Fig 1. Depletion of Wuho protein (WH) induces loss of viability and DNA damage in mouse JB6 and human HFW cell lines.

Wuho (WH) homologues display similarity in protein sequence and function of cellular protection. (A) Sequence conservation of Wuho shown by alignment of WH homologues in yeast (Saccharomyces cerevisiae), fly (Drosophila melanogaster), mouse (Mus musculus), and human (Homo sapiens), based on a previous study [21]. Dark and light red boxes represent WD40 repeats of high and low similarity, respectively, and blue boxes represent nuclear localization sequence.

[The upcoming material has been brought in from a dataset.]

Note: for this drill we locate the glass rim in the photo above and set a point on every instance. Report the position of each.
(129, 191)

Scale bar is 50 amino acids. (B) Mouse Wuho protein (mWH) and human Wuho protein (hWH) were depleted by treatment of 25 nM of mWH siRNA (simWH) or hWH siRNA (sihWH) in cultured cells for 72 h. No changes in WH levels were observed in Control (cells without treatment) or siControl (cells treated with control siRNA) groups. (C) Depletion of WH causes loss of viability as determined by MTT assays. (D) Depletion of WH induces DNA damage revealed by γ-H2AX staining. (E) DNA damage monitored by neutral comet assay. The levels of DNA double strand breaks were quantified as tail moment (the product of tail intensity and tail length) shown at lower panels. Single asterisk and double asterisks indicate significant differences when compared with the control groups at p < 0.05 and p < 0.01 levels, respectively, according to Student’s t test.